On Monday, 9 September 2013 at 09:31:59 UTC, Joseph Rushton
Wakeling wrote:
On 09/09/13 10:29, Russel Winder wrote:
It also appears that Microsoft are beginning to think the
whole CLR
thing is on it's last legs.
The whole "all non-Windows users have to hate C#" thing has
some basis
in fact but also had a lot of FUD associated with it. The
"Mono hatred"
stemmed from that. So will Microsoft go after Mono with patent
suits if
they are not themselves using C# and CLR? They possibly might
as an
income stream, but it is unlikely to be profitable and so may
be not.
I think the Mono hatred/fear stemmed from a particular time in
Linux history which involved a combination of Novell's role as
a major driver of Mono in GNOME, Microsoft's very aggressive
patent posturing (although no actual lawsuits), and the close
relationship between Novell and Microsoft that culminated in
their patent agreement.
I don't think Microsoft would ever bother suing over Mono
patents just for money -- the concern was always that Novell's
pushing of Mono was a Trojan Horse that would enable Microsoft
to take down the wider Linux community and Novell to clean up
on the business Linux side.
Without solid support from Microsoft the C#F#/CLR culture is
unlikely to
remain strong, despite the serious success F# has had in
making people
interested in CLR. And C# is not a bad language, in many ways
much
better than Java. But Java has staying power in ways C#/F# do
not.
First-mover advantage, cross-platform for longer, less patent
fear ...
I gave Mono-D a whirl, but as I don't do any C# or F#, it has
brought in
a huge amount of dependencies. My problem is I do not
understand how the
"Solution" system is the same or different to everyone else's
"Project"
system. I guess I do not have much enthusiasm to find out as I
can just
use Emacs.
Yes, the number of dependencies is very, very annoying if you
don't want to work with C#/F#.
GNOME vs. Qt may be religious to certain parties, but most
people choose
either GNOME or KDE for the desktop and then load the other
widget set
as well. I use GNOME but I have a many Qt-based things on here
and
indeed develop PySide and PyQt5 based systems since GNOME is a
non-starter on Windows and OS X. Pragmatism is the order of
the day here
not religious fervour.
Yes, GNOME vs. KDE is the issue, not GTK vs Qt. Installing a
specifically GNOME or KDE app will pull in a ton of
dependencies from the other desktop, installing a purely Qt- or
GTK-based app is much less heavy (it's almost unavoidable I'd
say to have both Qt- and GTK-based code on your system).

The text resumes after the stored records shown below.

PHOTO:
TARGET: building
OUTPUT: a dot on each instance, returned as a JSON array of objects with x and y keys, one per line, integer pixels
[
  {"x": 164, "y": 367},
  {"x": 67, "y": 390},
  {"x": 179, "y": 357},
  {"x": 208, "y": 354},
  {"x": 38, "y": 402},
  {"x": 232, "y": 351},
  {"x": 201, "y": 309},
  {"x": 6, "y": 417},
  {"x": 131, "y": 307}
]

I found this out recently when trying to install kcachegrind,
which wanted to pull in a ton of stuff from the KDE desktop
that really didn't seem necessary. It does apparently include a
"qcachegrind" package that's purely Qt-based, but it's not
packaged separately for Debian or Ubuntu :-(
I think that now that Qt has escaped from
Microsoft^H^H^H^H^H^H^H^H^HNokia, it will return to being one
of the two
primary system for cross-platform GUI systems, wxWidgets being
the
other. Thus I think QtD (fot Qt4 and Qt5) should be seen as an
essential
component of the D milieu. wxD should also get some presence.
It is
great we have GtkD, but I cannot see it ever having any
cross-platform
traction.
I think that move is already happening and has been for some
time -- in fact I think the resurgence of Qt has been happening
ever since it was LGPL'd. My impression is that GTK/GNOME won
out historically because the Qt GPL/commercial dual licence
meant that there were licensing compatibility issues even for
free software, and that there was a single commercial
gatekeeper for proprietary software. That was an undesirable
situation to have for the core graphical toolkit of an
operating system, so GTK was preferred.
I completely agree that QtD should be a priority project -- I
think Qt's importance is only going to grow.

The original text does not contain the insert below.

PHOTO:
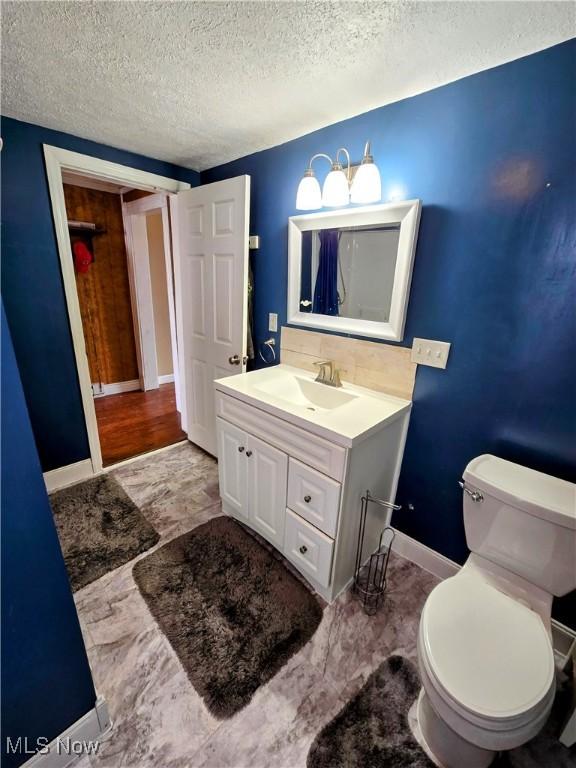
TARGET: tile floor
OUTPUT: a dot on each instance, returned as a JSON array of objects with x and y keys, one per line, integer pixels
[{"x": 159, "y": 720}]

Perhaps this is a nice point to re-iterate my earlier plea for
consideration of Qt Creator as a potential cross-platform D
IDE? :-)
Personally I think that phobos contains some parts that are in Qt
base, so a wrapper isn't a perfect solution for D. It's certainly
the fastest way to extend the D framework and add a GUI library,
but Qt phylosophy doesn't match perfectly with D. Just take a
look to moc, in D it's possible and preferable to do without it.
That why we started DQuick to create a complete adaption of
QtQuick to D, this is much hard to do but DQuick has the
potential to be much more suitable for D.